A Systematic Investment Plan (SIP) is a mode of investment offered by mutual funds. Using this method, an investor can put in a fixed amount of money at predefined intervals in a chosen mutual fund scheme. An SIP can be done in any mutual fund scheme — equity, hybrid, gold, international or debt fund. Many mutual fund schemes accept amounts as low as Rs 500. SIPs help in investing regularly without worrying about the ups and downs of the market. In the long run, investors stand to benefit due to rupee cost averaging and the power of compounding.

What does one need to start an SIP?
Investors need to identify a fund in which they need to start an SIP based on their needs and goals. Investors need to be KYC compliant and to register a SIP they can either go to the fund house website, or physical office, approach a distributor. At the time of registering the SIP an investor can decide the amount and date on which it is to be hit. Some fund houses allow you to choose any day of the month for the SIP, while others have specific dates like 1st, 7th, 10th etc on which you can run your SIPs.
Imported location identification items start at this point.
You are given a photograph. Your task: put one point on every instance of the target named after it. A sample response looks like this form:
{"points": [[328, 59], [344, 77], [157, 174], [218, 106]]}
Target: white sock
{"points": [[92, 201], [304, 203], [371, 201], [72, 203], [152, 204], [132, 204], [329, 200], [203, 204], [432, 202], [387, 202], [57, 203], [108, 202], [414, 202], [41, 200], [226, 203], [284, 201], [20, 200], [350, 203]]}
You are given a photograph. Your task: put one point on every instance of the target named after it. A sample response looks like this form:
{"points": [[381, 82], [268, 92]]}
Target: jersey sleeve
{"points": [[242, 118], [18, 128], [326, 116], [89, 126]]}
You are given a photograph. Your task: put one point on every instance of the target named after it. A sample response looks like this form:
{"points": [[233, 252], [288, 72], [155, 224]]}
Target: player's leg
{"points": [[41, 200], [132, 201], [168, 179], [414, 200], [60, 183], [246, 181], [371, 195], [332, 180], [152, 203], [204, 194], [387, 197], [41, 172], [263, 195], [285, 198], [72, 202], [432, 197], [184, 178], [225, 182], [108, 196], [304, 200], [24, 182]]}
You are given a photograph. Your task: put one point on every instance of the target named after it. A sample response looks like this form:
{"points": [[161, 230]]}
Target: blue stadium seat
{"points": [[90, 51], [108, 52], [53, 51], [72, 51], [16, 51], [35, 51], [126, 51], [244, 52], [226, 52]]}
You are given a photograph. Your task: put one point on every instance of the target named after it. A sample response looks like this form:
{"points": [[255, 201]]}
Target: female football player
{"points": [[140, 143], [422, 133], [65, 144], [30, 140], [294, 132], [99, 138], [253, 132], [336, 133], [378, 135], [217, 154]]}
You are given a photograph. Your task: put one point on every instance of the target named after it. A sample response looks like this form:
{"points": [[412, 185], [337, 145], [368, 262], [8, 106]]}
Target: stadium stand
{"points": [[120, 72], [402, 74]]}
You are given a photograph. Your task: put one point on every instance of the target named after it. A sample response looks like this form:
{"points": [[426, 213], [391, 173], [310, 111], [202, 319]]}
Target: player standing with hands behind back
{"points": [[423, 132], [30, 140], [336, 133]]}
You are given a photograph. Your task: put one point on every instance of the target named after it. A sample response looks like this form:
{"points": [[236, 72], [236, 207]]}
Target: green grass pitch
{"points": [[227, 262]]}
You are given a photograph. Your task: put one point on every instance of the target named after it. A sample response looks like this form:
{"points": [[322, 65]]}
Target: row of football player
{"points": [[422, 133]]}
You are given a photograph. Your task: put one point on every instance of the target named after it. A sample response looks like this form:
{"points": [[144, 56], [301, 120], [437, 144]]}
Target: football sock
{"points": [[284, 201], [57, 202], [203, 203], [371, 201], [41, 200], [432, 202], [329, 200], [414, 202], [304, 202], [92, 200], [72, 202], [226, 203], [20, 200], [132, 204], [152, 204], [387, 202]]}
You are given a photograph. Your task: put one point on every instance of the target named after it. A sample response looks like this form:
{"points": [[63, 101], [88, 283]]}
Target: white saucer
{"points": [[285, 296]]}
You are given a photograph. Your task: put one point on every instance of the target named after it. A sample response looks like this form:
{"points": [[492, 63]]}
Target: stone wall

What returns can one expect from a mutual fund SIP?
As per data from Value Research, over a 10 year period, large-cap funds have returned an average of 13.36%. However, there is no guarantee or assurance of returns by investing in a SIP. This is because a mutual fund scheme invests in a basket of securities in different proportions. For example, a large-cap fund could have 30-40 stocks in its portfolio. The price of these stocks could move up or down depending upon a number of factors and the return to an investor in a scheme is a function of this.

Can SIPs be used to meet goals like buying a car, house, or for retirement?
Financial planners believe investors can meet their long-term goals which are more than 5 years away by investing using equity SIPs. Since equities are known to give higher returns than other asset classes like debt or gold, investors can work backwards and calculate the amount they need to invest every month to meet their goal. For example, an investor putting in Rs 10,000 a month in an equity SIP for 10 years can accumulate a corpus of Rs 23.23 lakh, assuming a return of 12%.

What time frame should one opt for while doing an SIP?
Most fund houses mandate a minimum time frame of 6 months for an SIP. However, financial planners believe SIP in equity funds should be done for a minimum of 5 years to reap its benefits and ideally till the goal is reached. Investors can choose any tenure they wish which could be 3, 5 or even 10 years or link it to their long-term goals like retirement, house buying, etc. They can also opt for the perpetual option, which means the SIP will continue till the investor gives an instruction to the fund house to close it. Financial planners suggest investors link each SIP they do to a particular goal and continue with the SIP till the goal is reached.